With direct Western military involvement in Ukraine still off the table, the goal has been to inflict “shock and awe” on the Russian economy. Russia’s central bank assets in dollars, yen, and euros are now frozen, making it even more difficult for Russia to evade sanctions. And while economic action is not likely to force Russia to back down in the short run, policymakers believe that a weakened Russian economy could force a negotiated settlement (or, at the very least, reduce Russia’s ability to invade other nations). However, the rapidly rising price of energy and other commodities threatens to put Europe into a recession—and raises the risk of recession in the US, as well. As Europe looks to reduce its dependence on Russian energy and the US looks to assist its allies with the shift, a renewed energy policy debate is taking place.
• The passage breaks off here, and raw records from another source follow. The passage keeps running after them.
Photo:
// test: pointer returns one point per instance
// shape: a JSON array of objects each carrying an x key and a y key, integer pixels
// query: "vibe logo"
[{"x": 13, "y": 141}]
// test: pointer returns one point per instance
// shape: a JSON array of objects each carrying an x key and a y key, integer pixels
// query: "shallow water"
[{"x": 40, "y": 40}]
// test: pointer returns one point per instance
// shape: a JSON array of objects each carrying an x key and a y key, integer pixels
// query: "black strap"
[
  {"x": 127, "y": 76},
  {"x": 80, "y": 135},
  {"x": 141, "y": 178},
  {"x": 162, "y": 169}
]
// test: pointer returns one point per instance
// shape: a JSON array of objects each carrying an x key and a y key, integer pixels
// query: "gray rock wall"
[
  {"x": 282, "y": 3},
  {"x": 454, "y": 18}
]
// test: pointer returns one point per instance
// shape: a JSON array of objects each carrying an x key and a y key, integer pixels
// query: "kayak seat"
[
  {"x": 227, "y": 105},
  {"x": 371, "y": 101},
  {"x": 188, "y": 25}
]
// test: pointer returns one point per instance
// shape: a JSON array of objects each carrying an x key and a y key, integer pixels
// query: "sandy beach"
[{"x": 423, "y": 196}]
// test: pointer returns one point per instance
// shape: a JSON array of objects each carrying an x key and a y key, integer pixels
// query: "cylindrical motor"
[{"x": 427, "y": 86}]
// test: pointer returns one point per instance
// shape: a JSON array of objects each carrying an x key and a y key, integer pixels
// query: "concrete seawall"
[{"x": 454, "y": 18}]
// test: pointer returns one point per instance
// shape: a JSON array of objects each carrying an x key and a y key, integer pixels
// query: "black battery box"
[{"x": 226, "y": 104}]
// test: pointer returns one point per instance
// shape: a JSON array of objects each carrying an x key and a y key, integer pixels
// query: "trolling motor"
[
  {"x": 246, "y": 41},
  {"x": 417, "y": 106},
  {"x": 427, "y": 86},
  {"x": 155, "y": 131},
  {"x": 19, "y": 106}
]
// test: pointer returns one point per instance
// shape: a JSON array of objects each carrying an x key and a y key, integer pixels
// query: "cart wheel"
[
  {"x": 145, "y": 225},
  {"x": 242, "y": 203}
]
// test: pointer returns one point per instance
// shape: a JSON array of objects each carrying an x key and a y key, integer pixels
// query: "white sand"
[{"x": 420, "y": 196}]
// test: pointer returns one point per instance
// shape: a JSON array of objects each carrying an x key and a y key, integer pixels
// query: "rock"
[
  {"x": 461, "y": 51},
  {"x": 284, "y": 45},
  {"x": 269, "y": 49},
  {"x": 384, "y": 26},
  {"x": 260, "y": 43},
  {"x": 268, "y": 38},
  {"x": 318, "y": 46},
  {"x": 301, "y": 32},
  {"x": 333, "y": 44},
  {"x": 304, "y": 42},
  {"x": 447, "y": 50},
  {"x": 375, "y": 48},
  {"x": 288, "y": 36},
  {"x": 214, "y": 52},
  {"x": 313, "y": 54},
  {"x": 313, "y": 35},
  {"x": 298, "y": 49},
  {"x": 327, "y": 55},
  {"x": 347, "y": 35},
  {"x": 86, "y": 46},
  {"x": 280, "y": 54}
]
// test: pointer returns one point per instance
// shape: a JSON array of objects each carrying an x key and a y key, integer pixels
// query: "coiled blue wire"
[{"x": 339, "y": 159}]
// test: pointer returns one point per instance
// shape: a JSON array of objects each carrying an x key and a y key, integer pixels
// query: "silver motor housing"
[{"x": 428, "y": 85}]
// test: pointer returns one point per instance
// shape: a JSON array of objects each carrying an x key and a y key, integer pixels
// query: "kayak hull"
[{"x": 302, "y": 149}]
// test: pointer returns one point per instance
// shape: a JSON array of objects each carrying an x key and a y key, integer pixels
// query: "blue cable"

Higher energy costs make the Fed’s job more difficult (and impact the US midterm elections).

Inflation in the US is nearly 8.0% while unemployment is below 4.0% and interest rates are historically low. The Federal Reserve is beginning its process to normalize rates, a task that will become more difficult as high energy prices hamper economic growth. Moreover, there is a strong inverse correlation between a president’s approval rating and the cost of gasoline. This is important because the president’s approval rating is the single biggest determinant of the midterm election outcome. Our sense is that Congress will be looking to pass energy legislation sometime in 2022.

Energy policy is likely to receive more attention in Congress.

The energy component of the Russia-Ukraine conflict is leading to increased discussion of US and European energy independence. For now, the Biden administration is insisting that the best path to reduce dependence on Russian energy is to accelerate the transition to renewable energy while seeking short-term options to get new oil and gas onto the market. More specifically, the president is pushing for $500 billion in climate spending and tax incentives to increase renewable energy production, adoption of electric vehicles, and energy efficiency improvements. However, passage of these tax credits as a standalone measure is unlikely to receive the support of Democratic Senator Joe Manchin, who would like to see an “all of the above approach” with new offshore drilling, improved pipeline permitting, and liquid natural gas (LNG) exports. As a result, Senator Manchin wants a bipartisan energy bill from Congress that would include tax incentives for renewable energy AND provisions that support the domestic fossil fuel industry. This may be a bit of a tough pill for progressive members of the Democratic Party to swallow given their commitment to end the use of fossil fuels. But at $5 per gallon of gasoline, an American voter who is deeply worried about the cost of living, and midterm elections coming up, energy policy may become the surprise issue of 2022.